The Gujarat Shankar 6 A Grade cotton was marginally lower 0.4 percent to Rs 44,425/candy compared to Rs 44,610/candy in the last week.

Meanwhile, prices in the North Indian market was higher 1.2 percent to Rs 44,950-45,950/candy(4,710-4,820/maund) as it was the fag end of the supply season which provided the fundamental support during the week.

The Maharashtra 30mm prices increased 0.7 percent to average Rs 44,700/candy from Rs 44,400/candy in the previous week.

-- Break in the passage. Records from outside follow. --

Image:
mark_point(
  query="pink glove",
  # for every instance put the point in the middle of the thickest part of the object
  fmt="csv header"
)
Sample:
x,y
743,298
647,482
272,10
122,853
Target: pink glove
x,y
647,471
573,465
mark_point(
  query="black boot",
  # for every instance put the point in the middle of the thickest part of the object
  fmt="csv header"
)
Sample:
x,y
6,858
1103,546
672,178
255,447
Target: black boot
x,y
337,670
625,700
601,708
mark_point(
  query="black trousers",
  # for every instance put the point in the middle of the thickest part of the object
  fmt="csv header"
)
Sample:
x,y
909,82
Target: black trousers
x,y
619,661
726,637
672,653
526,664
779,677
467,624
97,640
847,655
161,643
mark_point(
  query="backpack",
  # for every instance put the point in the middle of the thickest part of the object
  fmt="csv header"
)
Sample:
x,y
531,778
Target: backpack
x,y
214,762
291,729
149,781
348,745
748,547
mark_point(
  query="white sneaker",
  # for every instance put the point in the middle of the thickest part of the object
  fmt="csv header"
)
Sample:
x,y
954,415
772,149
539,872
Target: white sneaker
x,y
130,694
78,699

As the supply season reaching its fag end in most regions, the country has received arrvials of nearly 80-85 percent of the total estimated crop. As per the data collated from market sources, arrivals for the week (April 3-7) fell 28 percent to 3 lakh bales from 4.17 lakh bales in the prior week (March 27-31) with the average daily arrivals at 0.75 lakh bales. The market was celebrating ‘Ram Navami’ on Tue-Wed (April 4-5) whereby no arrivals were recorded on Tuesday.

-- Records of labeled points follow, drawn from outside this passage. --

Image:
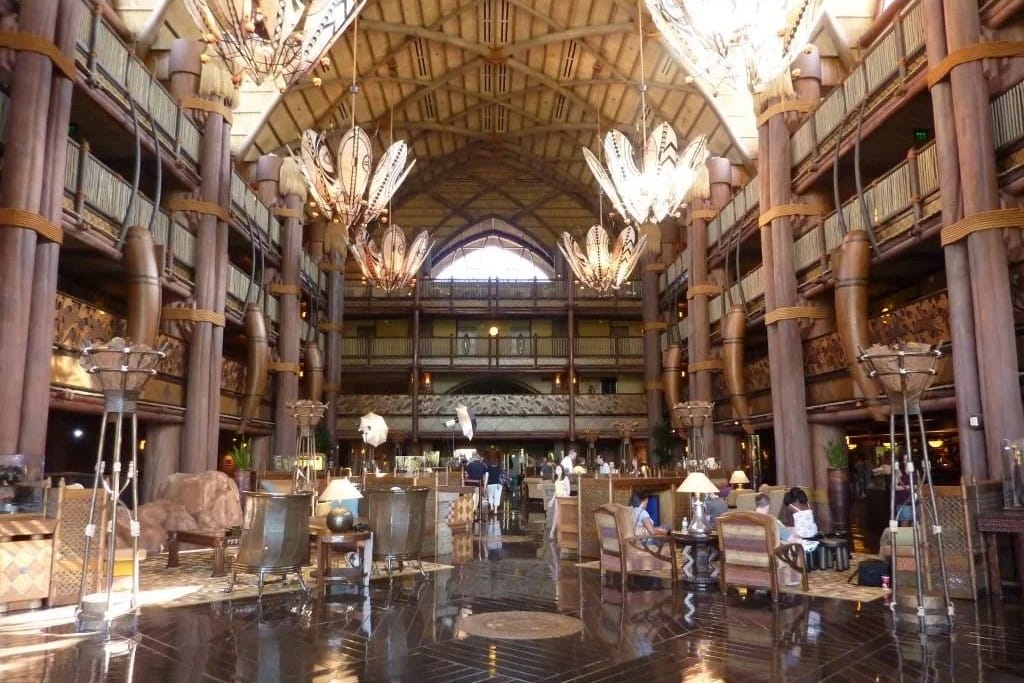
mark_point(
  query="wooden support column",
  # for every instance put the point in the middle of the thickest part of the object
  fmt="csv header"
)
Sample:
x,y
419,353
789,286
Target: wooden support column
x,y
994,336
653,326
784,348
36,397
286,382
199,446
20,188
962,328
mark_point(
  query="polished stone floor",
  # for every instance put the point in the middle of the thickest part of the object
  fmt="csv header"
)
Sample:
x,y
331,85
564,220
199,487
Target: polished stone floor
x,y
409,630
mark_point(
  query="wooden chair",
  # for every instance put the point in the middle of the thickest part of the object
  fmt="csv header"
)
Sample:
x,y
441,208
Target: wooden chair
x,y
751,554
626,553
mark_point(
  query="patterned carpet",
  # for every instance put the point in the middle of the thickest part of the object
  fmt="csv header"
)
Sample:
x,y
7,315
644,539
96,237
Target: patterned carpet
x,y
823,583
189,583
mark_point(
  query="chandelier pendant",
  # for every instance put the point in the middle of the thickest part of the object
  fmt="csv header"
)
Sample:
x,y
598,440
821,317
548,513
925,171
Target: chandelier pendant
x,y
738,44
275,40
393,264
339,179
600,268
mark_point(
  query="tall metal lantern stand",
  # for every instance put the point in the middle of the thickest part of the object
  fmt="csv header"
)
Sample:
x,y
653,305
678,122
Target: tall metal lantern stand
x,y
307,415
121,371
905,371
694,415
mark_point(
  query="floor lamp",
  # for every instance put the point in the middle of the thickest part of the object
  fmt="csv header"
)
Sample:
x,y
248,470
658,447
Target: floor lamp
x,y
307,416
121,371
904,372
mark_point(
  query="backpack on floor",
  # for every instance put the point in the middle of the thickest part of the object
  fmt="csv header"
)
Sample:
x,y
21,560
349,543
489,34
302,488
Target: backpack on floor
x,y
869,572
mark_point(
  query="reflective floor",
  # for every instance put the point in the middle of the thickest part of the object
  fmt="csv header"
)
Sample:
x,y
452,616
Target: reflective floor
x,y
409,630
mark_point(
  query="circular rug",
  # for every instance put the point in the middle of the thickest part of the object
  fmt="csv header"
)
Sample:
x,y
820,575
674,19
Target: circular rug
x,y
519,625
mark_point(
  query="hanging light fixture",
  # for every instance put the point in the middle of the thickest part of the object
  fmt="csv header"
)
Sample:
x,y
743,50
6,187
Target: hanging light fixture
x,y
600,268
338,179
738,43
276,40
647,193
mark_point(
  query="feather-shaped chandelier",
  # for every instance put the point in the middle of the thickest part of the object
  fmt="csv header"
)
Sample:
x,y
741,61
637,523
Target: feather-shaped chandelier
x,y
739,43
647,193
275,40
598,267
339,179
393,264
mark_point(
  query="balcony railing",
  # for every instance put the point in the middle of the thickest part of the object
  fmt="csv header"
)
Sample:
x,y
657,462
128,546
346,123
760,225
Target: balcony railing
x,y
469,351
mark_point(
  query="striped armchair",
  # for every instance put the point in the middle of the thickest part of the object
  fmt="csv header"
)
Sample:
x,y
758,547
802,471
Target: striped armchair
x,y
625,553
751,554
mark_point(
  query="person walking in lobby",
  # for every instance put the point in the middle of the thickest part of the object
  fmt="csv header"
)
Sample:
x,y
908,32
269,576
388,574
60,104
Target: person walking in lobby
x,y
495,484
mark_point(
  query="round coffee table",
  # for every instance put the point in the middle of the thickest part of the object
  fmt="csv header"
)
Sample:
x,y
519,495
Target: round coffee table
x,y
699,559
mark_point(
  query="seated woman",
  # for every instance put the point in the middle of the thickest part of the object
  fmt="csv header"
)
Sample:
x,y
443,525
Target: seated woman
x,y
642,523
797,516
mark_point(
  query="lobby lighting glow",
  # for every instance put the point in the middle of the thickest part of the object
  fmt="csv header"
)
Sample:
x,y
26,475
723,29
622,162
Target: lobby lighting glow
x,y
275,40
598,267
738,43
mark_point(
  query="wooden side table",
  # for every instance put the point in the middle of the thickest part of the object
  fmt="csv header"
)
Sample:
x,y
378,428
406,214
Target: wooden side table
x,y
699,555
219,540
346,542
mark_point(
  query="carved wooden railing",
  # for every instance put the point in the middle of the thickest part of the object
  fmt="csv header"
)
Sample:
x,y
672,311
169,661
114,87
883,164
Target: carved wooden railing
x,y
511,351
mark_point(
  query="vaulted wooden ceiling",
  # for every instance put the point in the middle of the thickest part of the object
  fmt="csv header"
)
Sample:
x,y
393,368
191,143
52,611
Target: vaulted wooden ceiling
x,y
496,99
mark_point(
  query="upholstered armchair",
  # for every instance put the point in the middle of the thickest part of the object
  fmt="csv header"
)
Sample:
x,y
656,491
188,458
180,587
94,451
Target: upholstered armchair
x,y
625,553
751,554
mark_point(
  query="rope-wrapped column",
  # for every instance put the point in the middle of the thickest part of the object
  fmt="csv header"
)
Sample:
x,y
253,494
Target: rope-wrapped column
x,y
793,443
20,186
35,402
958,284
189,77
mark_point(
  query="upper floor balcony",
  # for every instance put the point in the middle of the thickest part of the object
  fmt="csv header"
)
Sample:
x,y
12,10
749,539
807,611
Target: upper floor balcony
x,y
491,297
494,352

Meanwhile, surging rupee against dollar since past one month has made impoerts more lucrative which may cap further gains in spot prices. Rupee against dollar registered a fresh 20 month high on Friday at 64.28 mainly due to on-going geopolitical issue.


With nearly 15 lakh bales contracted and quotations of Australian cotton ranging between 90-93 cents depending on the staple length, mills may likely be inclined to import more cotton during May-July period pressuring domestic spot price.

Meanwhile, due to sluggish arrivals and lower quality stock arriving in the market, some mills preferred to procure cotton from MNCs with quotations ranging between Rs 45,500-46,700/candy deliverable during the month of May.

Observing the market trend in past few weeks, it seems to be holding key resistance level of Rs 46,500/candy.

Conclusion:

The domestic market witnessed another round of sluggish trade activity with prices weighed down by lackluster demand and strengthening rupee. It seems like the spot market is holding below the key resistance level of Rs 46,500/candy.

Meanwhile, the current prices were on the premium side by 2 cents to Cotlook Index A at 85.6 cents/lb while was much higher compared to US cotton which was at 70.97 (average spot quotation) and futures was at 73.38 as of April 7 which would incline interest towards importing more cotton.

At present, The spot market was in backwardation by 3.45 percent compared to future prices of April and May indicating that spot prices may weaken in the short to medium term. Adding to the bearish sentiment was the premium price of domestic cotton over the international cotton.